Fuentes del Ministerio de Salud de la provincia aseguraron a LA NACION que la niña “recibió atención mensual de agentes sanitarios del área operativa Mosconi” y que la familia “era reticente a la atención sanitaria”. En esa línea, sumaron que “al tratarse de una niña con bajo peso, que frecuentemente presentaba infecciones respiratorias, diarrea y, en ocasiones, vómitos, se planificó la atención en el Centro de Recuperación Nutricional (CRN) del hospital Juan Domingo Perón. El 7 de junio, fue internada en el hospital de General Mosconi para ser próximamente derivada al CRN, pero sus padres la fugan”.
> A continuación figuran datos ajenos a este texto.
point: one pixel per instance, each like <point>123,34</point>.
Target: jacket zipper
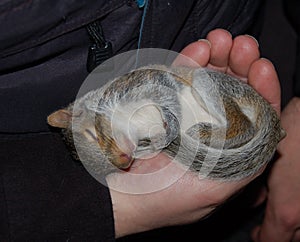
<point>101,49</point>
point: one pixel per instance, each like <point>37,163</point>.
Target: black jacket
<point>44,194</point>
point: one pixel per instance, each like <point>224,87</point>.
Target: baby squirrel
<point>204,119</point>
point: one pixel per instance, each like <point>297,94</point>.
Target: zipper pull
<point>100,50</point>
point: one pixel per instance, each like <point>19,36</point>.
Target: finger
<point>197,52</point>
<point>263,78</point>
<point>221,43</point>
<point>243,53</point>
<point>270,230</point>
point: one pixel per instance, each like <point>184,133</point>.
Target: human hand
<point>282,216</point>
<point>188,198</point>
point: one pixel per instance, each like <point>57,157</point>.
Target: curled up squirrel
<point>201,118</point>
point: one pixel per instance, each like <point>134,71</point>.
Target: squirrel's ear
<point>60,119</point>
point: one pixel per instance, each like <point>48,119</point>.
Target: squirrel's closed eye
<point>90,135</point>
<point>144,142</point>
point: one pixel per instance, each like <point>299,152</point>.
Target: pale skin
<point>189,198</point>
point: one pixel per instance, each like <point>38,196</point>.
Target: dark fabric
<point>292,9</point>
<point>44,195</point>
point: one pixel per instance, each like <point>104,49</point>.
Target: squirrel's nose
<point>124,161</point>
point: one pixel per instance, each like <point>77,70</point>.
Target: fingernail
<point>206,41</point>
<point>253,39</point>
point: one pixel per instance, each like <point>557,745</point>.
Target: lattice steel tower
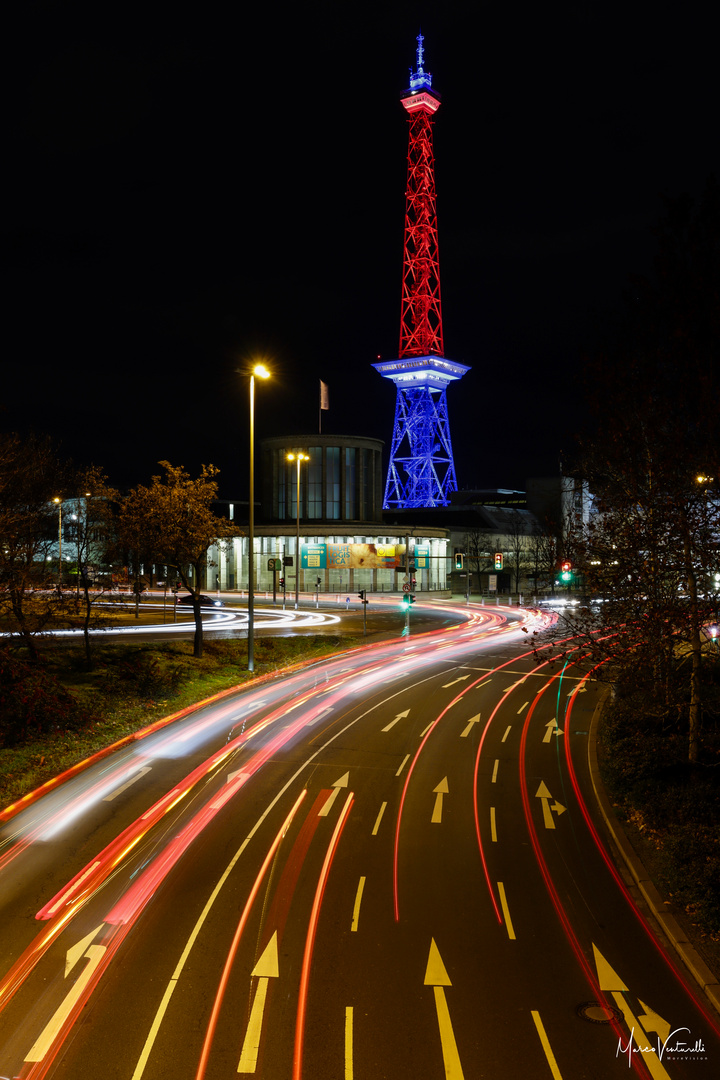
<point>421,470</point>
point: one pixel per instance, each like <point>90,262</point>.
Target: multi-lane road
<point>386,865</point>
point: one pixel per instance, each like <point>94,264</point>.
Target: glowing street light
<point>299,457</point>
<point>59,542</point>
<point>259,372</point>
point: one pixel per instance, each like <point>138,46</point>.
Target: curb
<point>706,980</point>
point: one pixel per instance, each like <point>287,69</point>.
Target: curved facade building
<point>341,482</point>
<point>340,542</point>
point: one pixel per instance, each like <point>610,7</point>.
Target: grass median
<point>54,715</point>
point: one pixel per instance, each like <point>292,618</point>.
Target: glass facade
<point>314,474</point>
<point>333,483</point>
<point>351,502</point>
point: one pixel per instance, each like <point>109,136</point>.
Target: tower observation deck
<point>421,470</point>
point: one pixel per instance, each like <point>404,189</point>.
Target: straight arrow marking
<point>471,723</point>
<point>43,1043</point>
<point>266,969</point>
<point>437,977</point>
<point>399,716</point>
<point>439,792</point>
<point>610,982</point>
<point>327,806</point>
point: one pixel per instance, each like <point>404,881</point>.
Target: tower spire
<point>421,470</point>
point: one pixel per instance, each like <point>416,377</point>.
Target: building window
<point>280,481</point>
<point>314,474</point>
<point>350,483</point>
<point>333,483</point>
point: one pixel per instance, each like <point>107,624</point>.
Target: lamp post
<point>59,542</point>
<point>261,373</point>
<point>298,458</point>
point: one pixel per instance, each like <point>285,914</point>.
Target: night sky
<point>192,188</point>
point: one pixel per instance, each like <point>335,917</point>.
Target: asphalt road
<point>389,865</point>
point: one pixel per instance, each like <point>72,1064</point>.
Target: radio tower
<point>421,470</point>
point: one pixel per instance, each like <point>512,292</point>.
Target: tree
<point>172,522</point>
<point>653,462</point>
<point>31,475</point>
<point>479,547</point>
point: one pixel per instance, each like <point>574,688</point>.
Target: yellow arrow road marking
<point>437,809</point>
<point>358,898</point>
<point>437,977</point>
<point>610,982</point>
<point>399,716</point>
<point>43,1043</point>
<point>76,952</point>
<point>266,969</point>
<point>543,793</point>
<point>471,723</point>
<point>327,806</point>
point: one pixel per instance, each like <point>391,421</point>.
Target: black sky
<point>189,189</point>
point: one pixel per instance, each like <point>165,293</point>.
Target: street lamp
<point>299,457</point>
<point>261,372</point>
<point>59,542</point>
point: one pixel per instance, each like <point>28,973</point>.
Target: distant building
<point>344,538</point>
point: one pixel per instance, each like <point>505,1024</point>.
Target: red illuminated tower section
<point>421,470</point>
<point>421,316</point>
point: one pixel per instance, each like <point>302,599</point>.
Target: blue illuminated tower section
<point>421,470</point>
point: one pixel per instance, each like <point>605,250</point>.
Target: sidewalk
<point>661,908</point>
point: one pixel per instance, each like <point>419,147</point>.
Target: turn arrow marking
<point>52,1029</point>
<point>552,729</point>
<point>471,721</point>
<point>544,794</point>
<point>75,953</point>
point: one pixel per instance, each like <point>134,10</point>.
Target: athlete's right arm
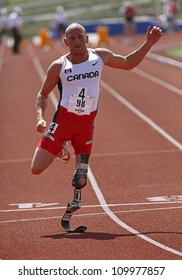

Indicaron, además, que “el equipo de salud salió a la búsqueda de la niña por distintas misiones, no logrando encontrarla. Posteriormente, desde el hospital de Mosconi, realizaron la correspondiente denuncia policial haciendo constar que, en varias ocasiones, los padres imposibilitaron que los agentes accedan a brindarle atención sanitaria”. Finalmente, el 29 de junio el equipo sanitario “fue alertado por una pariente de la niña” acerca de que “estaba ya sin signos vitales en misión El Corralito”.

“Viven en una casita de madera y plástico, sin agua”

Marta Garay es directora del centro que la asociación civil Pata Pila (que desde hace siete años trabaja junto a comunidades originarias de Salta para abordar la problemática de la desnutrición infantil) tiene en Yacuy. Hace un año comenzaron a trabajar en La Quebradita, pero no tenían contacto con la familia de Clarisa. Esta mañana, Garay fue a conocerlos. Tras la visita, contó a LA NACION que Norma Pereira, la madre de la niña, está embarazada y tiene otros cinco pequeños de entre 5 y 13 años.